One day, while stopped at a red light, I noticed that the truck sounded like it was revving a little high. I looked down at the tachometer to see what was going on, and the needle was at a whopping 800 rpm. This truck exhibits the same low-rpm range as every other diesel out there (by design), and that was a little higher than usual. When it came down again, the tach read 650. This brings up the first big questions I have about the CHEVROLET SILVERADO HD: what happens when the emissions system burns off the particulates it collected? Was that was I had heard and saw? When a diesel truck with the Selective Catalyst Reduction system (urea and purified water are injected into the exhaust to dramatically reduce what comes out of the tailpipe) is at work, should there be indicator that burn off is happening? Or, if it happens behind the scenes and there's no need for the driver to know about it, should it just happen when it happens? I've heard that the ideal time for burn off to happen is out on the highway, driving at a steady speed. If that's true, I wonder if future versions of the SCR system would allow drivers to cause the burn off to happen.
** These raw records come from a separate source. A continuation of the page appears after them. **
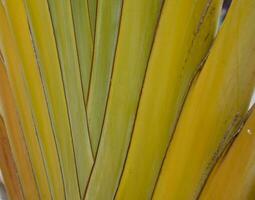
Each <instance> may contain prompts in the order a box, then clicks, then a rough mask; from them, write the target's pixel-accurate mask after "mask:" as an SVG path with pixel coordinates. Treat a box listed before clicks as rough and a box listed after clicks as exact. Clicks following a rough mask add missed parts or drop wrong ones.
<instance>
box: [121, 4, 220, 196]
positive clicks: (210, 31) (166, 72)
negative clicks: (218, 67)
mask: <svg viewBox="0 0 255 200" xmlns="http://www.w3.org/2000/svg"><path fill="white" fill-rule="evenodd" d="M221 2H222V1H220V0H201V1H196V3H194V1H190V0H187V1H181V2H178V1H168V0H166V1H165V5H164V8H163V11H162V15H161V19H160V23H159V28H158V32H157V35H156V40H155V44H154V46H153V50H152V54H151V57H150V61H149V65H148V70H147V73H146V78H145V83H144V86H143V91H142V96H141V100H140V103H139V108H138V113H137V118H136V122H135V126H134V131H133V136H132V141H131V145H130V148H129V152H128V157H127V161H126V165H125V168H124V173H123V176H122V179H121V183H120V186H119V190H118V193H117V199H148V198H150V197H151V194H152V191H153V188H154V185H155V182H156V180H157V177H158V173H159V170H160V168H161V165H162V161H163V158H164V155H165V153H166V149H167V147H168V143H169V141H170V139H171V136H172V133H173V131H174V128H175V125H176V122H177V119H178V116H179V114H180V111H181V108H182V105H183V102H184V99H185V96H186V94H187V92H188V89H189V85H190V83H191V81H192V79H193V77H194V76H195V74H196V72H197V70H198V69H199V67H201V66H200V63H201V62H202V60H203V59H204V58H205V56H206V54H207V52H208V49H209V47H210V45H211V43H212V41H213V38H214V35H215V31H216V28H217V24H218V16H219V11H220V8H221ZM148 166H150V167H148Z"/></svg>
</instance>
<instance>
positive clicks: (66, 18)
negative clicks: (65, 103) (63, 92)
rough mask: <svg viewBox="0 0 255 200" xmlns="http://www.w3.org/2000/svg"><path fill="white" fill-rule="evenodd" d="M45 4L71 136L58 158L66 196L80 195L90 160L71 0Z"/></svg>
mask: <svg viewBox="0 0 255 200" xmlns="http://www.w3.org/2000/svg"><path fill="white" fill-rule="evenodd" d="M48 6H49V9H50V15H51V17H52V18H51V20H52V24H53V29H54V36H55V39H56V44H57V50H58V56H59V63H60V66H61V73H62V78H63V83H64V88H65V98H66V101H67V108H68V114H69V121H70V126H71V135H66V137H65V138H63V140H62V142H61V143H60V148H61V149H60V158H61V162H62V167H63V173H64V179H65V181H64V182H65V189H66V194H67V198H72V199H78V198H80V196H82V195H83V192H84V190H85V187H86V183H87V179H88V176H89V172H90V168H91V167H92V163H93V157H92V151H91V146H90V141H89V133H88V125H87V117H86V110H85V101H84V100H85V99H84V96H83V90H82V81H81V69H80V67H81V65H80V64H79V60H78V55H77V47H76V41H75V33H74V26H73V18H72V9H71V2H70V1H69V0H64V1H61V2H60V1H55V0H48ZM81 14H82V13H81ZM61 134H62V133H59V135H58V137H59V141H61V138H62V136H61ZM72 148H74V151H73V150H72ZM77 179H78V182H77Z"/></svg>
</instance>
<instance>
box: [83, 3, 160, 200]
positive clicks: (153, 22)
mask: <svg viewBox="0 0 255 200" xmlns="http://www.w3.org/2000/svg"><path fill="white" fill-rule="evenodd" d="M161 6H162V0H156V1H155V0H149V1H148V0H140V1H136V0H125V1H124V2H123V8H122V13H121V22H120V23H121V25H120V31H119V35H118V42H117V50H116V55H115V60H114V66H113V75H112V79H111V84H110V91H109V96H108V100H107V108H106V113H105V118H104V125H103V130H102V135H101V140H100V143H99V147H98V148H99V149H98V153H97V157H96V160H95V165H94V168H93V171H92V175H91V179H90V182H89V186H88V189H87V193H86V197H85V199H112V198H113V197H114V194H115V192H116V189H117V187H118V183H119V178H120V175H121V171H122V169H123V164H124V161H125V156H126V153H127V150H128V144H129V140H130V136H131V132H132V129H133V123H134V119H135V114H136V110H137V105H138V101H139V97H140V92H141V88H142V84H143V79H144V75H145V71H146V67H147V64H148V59H149V56H150V50H151V47H152V43H153V39H154V34H155V29H156V26H157V21H158V18H159V15H160V11H161ZM102 169H103V171H102Z"/></svg>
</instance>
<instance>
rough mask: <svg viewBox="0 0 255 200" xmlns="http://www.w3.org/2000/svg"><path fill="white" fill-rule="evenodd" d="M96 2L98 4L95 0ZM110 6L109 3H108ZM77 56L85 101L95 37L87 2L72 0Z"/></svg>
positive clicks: (88, 86)
mask: <svg viewBox="0 0 255 200" xmlns="http://www.w3.org/2000/svg"><path fill="white" fill-rule="evenodd" d="M94 2H96V1H95V0H94ZM108 4H109V2H108ZM71 7H72V16H73V24H74V32H75V41H76V48H77V55H78V60H79V64H80V73H81V80H82V89H83V95H84V99H85V101H86V100H87V96H88V88H89V81H90V74H91V62H92V53H93V35H92V32H91V26H90V18H89V14H90V13H89V9H88V1H87V0H71Z"/></svg>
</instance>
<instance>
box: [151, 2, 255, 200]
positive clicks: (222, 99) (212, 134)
mask: <svg viewBox="0 0 255 200" xmlns="http://www.w3.org/2000/svg"><path fill="white" fill-rule="evenodd" d="M254 18H255V2H254V1H253V0H241V1H239V0H234V1H233V3H232V6H231V8H230V10H229V13H228V15H227V17H226V19H225V21H224V24H223V26H222V28H221V30H220V32H219V35H218V37H217V39H216V41H215V43H214V45H213V47H212V49H211V51H210V54H209V57H208V59H207V61H206V63H205V65H204V68H203V70H202V71H201V73H200V75H199V77H198V79H197V81H196V82H195V83H194V87H193V88H192V90H191V92H190V93H189V95H188V97H187V100H186V102H185V105H184V108H183V111H182V113H181V116H180V119H179V122H178V124H177V128H176V131H175V133H174V136H173V139H172V141H171V144H170V147H169V149H168V152H167V155H166V159H165V161H164V164H163V167H162V170H161V174H160V177H159V180H158V183H157V185H156V189H155V192H154V196H153V199H157V200H161V199H164V200H166V199H196V198H197V196H198V194H199V193H200V190H201V187H202V186H203V184H204V182H205V180H206V178H207V176H208V173H209V172H210V170H211V169H212V167H213V165H214V163H215V161H216V159H217V157H218V156H219V154H220V153H221V152H222V150H223V149H224V147H225V146H226V144H227V143H228V142H229V140H230V138H232V137H233V134H234V133H235V131H236V129H237V127H238V125H239V124H240V121H241V119H242V117H243V116H244V114H245V112H246V111H247V109H248V106H249V101H250V98H251V96H252V93H253V88H254V84H255V78H254V74H255V65H254V49H255V38H254V34H255V26H254V25H253V24H254Z"/></svg>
It could be that the driver would know when he or she is going to be out on the road, and can start a burn off; not prompting it could have the burn off happen as it always would, based on how full the diesel particulate filter gets. And what happens if the system is in the middle of burning off this excess soot/particulates, and you shut off the engine after parking? Does it start the process again when the engine is back up to temperature? These are all things I'm going to look into over the next several months.